At the End of the Event

  • Remind people how to access presentation slides, transcript, materials, chat, etc.
  • [If recurring event or series] Remind people of the next session and instructions on registration (i.e., if it is the same Zoom link or to expect a new Zoom link for the next session).
  • Thank ASL interpreters, CART captioners, and any other language access provider.



Sample Opening Script

Hello, everyone, and welcome to the [organization’s name] “[webinar name]” webinar. My name is [name], and I’m [role] with [organization’s name]. I use [they/them, she/her, he/him, etc.] pronouns, and I am a [2-3 sentence visual description that briefly describes your physical features on screen and what you are wearing].

On the screen, you have a title slide text that reads “[Name of webinar].” [Describe anything else on the screen, including logos, speakers’ contact information, etc.]

I am first going to start with a few accessibility and technical support reminders, and then we’ll get started.

[Example language if you are recording/will share the recording/slides: First and foremost, this training is being recorded and an archive of today’s conversation will be available in the coming weeks. In addition to the recording, you will also receive an accessible slide deck of the presentation used today. Be on the lookout for these items in your email in the coming weeks.]

[Example language if you have captioning: Today, we have [CART/auto] captions available through [organization/provider]. [Share how to access the captions. Example language if on Zoom: “If you’re joining on your computer, you can access the captions via the “show captions” CC button on the navigation bar at the bottom of your Zoom screen. Click once to show subtitles on Zoom. You can edit the font size and text color via the “Subtitle Settings” button accessed via the small carrot within the CC button. A screenshot on screen shows the Zoom navigation bar that sits at the bottom of the screen with the “Show captions” button outlined.”]

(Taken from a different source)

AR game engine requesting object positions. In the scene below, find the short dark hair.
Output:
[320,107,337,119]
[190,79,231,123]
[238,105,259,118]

[Example language if you have ASL interpretation and sharing screen: We also have American Sign Language (ASL) interpretation. Today’s ASL interpreters are [name] and [name], who have already been spotlighted. To adjust the size of the slides and speakers/interpreters in Zoom, drag the divider that separates them from the slides to the left or right.

If you can’t access the ASL interpreters, please let us know in chat. If the chat is not accessible to you, please email your questions to [email].]

To ask or respond to questions, [share how to engage with the event. Example language: please use the “raise your hand” button on the bottom of your Zoom screen, type in chat, or simply unmute yourself and jump in the conversation at an appropriate time. If the chat is not accessible to you, please email your questions to [email].]

Please raise your hand or type in chat for technical assistance or to alert us to an issue, such as letting us know to slow down.

Some friendly reminders regarding accessibility during this event:

  • Please identify yourself before speaking
    • “This is [name], and I was wondering…”
  • Please don’t talk over others and keep yourself on mute when not talking.
    • If you are having trouble with your mute button, we will help you mute.

Please define any acronyms you may use so we all are on the same page.